At length the immense host, numbering more than 800,000 fighting men, departed in separate divisions, and reached the Syrian desert in two months. Here they were met by the Arabian tribes whom Phanes had propitiated—the Amalekites and Geshurites—bringing camels and horses laden with water for the host.
At Accho, in the land of the Canaanites, the fleets of the Syrians, Phoenicians and Ionians belonging to Persia, and the auxiliary ships from Cyprus and Samos, won by the efforts of Phanes, were assembled. The case of the Samian fleet was a remarkable one. Polykrates saw in Cambyses’ proposal a favorable opportunity of getting rid of all the citizens who were discontented with his government, manned forty triremes with eight thousand malcontent Samians, and sent them to the Persians with the request that not one might be allowed to return home.—[Herod. III. 44.]

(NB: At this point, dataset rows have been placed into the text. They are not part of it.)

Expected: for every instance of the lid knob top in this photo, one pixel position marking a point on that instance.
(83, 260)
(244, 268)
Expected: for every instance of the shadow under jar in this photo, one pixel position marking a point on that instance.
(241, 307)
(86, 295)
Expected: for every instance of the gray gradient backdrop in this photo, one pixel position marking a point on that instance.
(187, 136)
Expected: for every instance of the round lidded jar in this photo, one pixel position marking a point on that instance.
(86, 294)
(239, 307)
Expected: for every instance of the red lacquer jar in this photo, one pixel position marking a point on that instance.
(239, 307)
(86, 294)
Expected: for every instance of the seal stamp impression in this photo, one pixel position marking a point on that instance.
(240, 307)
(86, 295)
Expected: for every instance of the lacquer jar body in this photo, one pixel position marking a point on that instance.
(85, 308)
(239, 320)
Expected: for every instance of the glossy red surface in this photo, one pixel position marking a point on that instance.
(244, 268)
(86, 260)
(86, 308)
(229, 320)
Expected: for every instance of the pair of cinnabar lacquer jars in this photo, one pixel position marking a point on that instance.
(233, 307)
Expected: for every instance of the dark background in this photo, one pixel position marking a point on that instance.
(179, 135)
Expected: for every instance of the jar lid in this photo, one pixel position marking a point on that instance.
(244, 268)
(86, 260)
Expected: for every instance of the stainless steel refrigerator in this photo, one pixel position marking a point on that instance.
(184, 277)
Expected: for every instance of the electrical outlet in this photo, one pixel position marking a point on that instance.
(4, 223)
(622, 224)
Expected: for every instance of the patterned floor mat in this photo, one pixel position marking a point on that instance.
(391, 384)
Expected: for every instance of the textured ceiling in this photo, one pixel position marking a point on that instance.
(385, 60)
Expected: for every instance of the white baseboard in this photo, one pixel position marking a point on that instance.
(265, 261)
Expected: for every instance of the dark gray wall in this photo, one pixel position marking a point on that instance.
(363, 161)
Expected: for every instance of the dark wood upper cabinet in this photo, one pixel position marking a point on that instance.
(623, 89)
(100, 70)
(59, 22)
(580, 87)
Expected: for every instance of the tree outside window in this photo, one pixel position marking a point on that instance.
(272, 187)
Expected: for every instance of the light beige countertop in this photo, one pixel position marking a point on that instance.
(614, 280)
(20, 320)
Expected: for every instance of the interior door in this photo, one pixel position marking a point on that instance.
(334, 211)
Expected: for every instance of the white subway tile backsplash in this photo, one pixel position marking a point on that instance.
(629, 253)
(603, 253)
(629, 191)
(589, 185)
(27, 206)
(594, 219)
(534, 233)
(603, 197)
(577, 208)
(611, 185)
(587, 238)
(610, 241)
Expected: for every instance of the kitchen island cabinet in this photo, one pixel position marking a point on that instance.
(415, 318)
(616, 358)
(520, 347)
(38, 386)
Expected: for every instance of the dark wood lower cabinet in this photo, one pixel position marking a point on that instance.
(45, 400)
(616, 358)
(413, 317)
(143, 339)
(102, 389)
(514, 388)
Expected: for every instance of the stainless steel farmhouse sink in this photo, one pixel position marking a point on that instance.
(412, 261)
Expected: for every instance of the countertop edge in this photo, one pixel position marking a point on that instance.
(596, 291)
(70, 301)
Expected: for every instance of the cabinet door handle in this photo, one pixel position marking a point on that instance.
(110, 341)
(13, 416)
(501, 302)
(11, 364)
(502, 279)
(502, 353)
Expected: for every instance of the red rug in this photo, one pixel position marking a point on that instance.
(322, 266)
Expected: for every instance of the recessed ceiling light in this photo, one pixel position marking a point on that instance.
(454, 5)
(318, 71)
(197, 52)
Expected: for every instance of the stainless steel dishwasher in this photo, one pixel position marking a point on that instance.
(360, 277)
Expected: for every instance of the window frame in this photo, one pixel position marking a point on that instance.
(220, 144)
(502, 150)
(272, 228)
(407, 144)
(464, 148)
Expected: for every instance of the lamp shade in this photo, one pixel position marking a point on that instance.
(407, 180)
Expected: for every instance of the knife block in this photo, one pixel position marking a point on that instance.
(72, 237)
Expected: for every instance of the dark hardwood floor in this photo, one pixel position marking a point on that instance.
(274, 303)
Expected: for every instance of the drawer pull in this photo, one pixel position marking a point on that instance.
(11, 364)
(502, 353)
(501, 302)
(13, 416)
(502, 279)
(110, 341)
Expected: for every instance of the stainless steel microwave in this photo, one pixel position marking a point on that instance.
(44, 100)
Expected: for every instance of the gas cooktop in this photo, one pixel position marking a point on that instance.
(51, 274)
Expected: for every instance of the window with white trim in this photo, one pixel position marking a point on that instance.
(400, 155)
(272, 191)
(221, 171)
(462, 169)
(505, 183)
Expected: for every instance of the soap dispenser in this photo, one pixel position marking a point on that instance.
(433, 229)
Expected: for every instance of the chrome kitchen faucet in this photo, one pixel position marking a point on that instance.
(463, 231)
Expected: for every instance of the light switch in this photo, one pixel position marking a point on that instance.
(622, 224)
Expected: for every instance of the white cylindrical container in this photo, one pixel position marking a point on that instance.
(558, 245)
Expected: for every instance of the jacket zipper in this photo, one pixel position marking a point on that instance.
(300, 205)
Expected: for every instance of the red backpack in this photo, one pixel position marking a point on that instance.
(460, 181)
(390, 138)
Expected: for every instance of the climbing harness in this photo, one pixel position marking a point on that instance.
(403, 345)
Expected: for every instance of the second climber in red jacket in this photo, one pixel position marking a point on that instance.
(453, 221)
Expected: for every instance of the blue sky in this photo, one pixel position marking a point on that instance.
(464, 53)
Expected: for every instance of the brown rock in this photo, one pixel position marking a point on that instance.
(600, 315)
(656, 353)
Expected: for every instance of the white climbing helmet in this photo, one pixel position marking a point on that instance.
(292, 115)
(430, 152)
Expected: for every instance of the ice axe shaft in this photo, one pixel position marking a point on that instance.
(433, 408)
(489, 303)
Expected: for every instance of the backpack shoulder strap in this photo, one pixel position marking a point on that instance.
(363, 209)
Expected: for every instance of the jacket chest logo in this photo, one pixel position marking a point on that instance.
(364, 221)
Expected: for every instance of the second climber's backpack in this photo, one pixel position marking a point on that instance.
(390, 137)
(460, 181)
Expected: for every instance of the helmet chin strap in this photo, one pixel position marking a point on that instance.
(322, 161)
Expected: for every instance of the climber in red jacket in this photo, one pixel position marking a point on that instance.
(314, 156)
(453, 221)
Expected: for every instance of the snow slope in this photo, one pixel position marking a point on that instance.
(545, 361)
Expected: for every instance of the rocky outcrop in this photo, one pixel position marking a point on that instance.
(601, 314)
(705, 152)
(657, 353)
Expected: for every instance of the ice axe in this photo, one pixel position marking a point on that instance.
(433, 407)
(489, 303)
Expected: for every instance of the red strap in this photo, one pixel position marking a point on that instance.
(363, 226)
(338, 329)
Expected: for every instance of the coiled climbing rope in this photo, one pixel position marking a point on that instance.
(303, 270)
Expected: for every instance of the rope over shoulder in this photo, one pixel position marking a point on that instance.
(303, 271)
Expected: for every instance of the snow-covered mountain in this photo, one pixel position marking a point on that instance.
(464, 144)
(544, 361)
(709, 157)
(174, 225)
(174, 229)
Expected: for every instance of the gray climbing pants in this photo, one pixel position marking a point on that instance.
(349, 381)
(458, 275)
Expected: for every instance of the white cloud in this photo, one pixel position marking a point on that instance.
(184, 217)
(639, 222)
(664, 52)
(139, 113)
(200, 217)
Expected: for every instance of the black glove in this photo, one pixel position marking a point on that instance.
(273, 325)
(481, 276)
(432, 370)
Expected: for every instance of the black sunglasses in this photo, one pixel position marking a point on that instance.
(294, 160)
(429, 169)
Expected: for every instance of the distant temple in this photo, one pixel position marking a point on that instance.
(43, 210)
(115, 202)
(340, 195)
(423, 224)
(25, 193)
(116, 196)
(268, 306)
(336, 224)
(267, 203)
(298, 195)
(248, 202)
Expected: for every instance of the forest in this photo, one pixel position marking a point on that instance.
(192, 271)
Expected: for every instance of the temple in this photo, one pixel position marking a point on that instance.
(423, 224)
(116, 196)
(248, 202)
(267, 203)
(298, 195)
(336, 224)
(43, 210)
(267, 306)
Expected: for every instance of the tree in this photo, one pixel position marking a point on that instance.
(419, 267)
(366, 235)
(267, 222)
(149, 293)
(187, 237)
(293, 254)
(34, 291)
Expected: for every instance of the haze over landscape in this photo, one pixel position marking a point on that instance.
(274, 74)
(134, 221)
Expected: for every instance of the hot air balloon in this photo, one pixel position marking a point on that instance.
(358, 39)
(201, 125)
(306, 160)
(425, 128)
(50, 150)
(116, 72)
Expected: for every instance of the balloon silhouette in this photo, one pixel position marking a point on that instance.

As soon as Phanes heard this he warned the doomed men, who at once, instead of sailing to join the Persian forces, returned to Samos and attempted to overthrow Polykrates. They were defeated, however, on land, and escaped to Sparta to ask help against the tyrant.
A full month before the time of the inundation, the Persian and Egyptian armies were standing face to face near Pelusium on the north-east coast of the Delta.
Phanes’ arrangements had proved excellent. The Arabian tribes had kept faith so well that the journey through the desert, which would usually have cost thousands of lives, had been attended with very little loss, and the time of year had been so well chosen that the Persian troops reached Egypt by dry roads and without inconvenience.
The king met his Greek friend with every mark of distinction, and returned a friendly nod when Phanes said: “I hear that you have been less cheerful than usual since the death of your beautiful bride. A woman’s grief passes in stormy and violent complaint, but the sterner character of a man cannot so soon be comforted. I know what you feel, for I have lost my dearest too. Let us both praise the gods for granting us the best remedy for our grief—war and revenge.” Phanes accompanied the king to an inspection of the troops and to the evening revel. It was marvellous to see the influence he exercised over this fierce spirit, and how calm—nay even cheerful—Cambyses became, when the Athenian was near.
The Egyptian army was by no means contemptible, even when compared with the immense Persian hosts. Its position was covered on the right by the walls of Pelusium, a frontier fortress designed by the Egyptian kings as a defence against incursions from the east. The Persians were assured by deserters that the Egyptian army numbered altogether nearly six hundred thousand men. Beside a great number of chariots of war, thirty thousand Karian and Ionian mercenaries, and the corps of the Mazai, two hundred and fifty thousand Kalasirians, one hundred and sixty thousand Hermotybians, twenty thousand horsemen, and auxiliary troops, amounting to more than fifty thousand, were assembled under Psamtik’s banner; amongst these last the Libyan Maschawascha were remarkable for their military deeds, and the Ethiopians for their numerical superiority.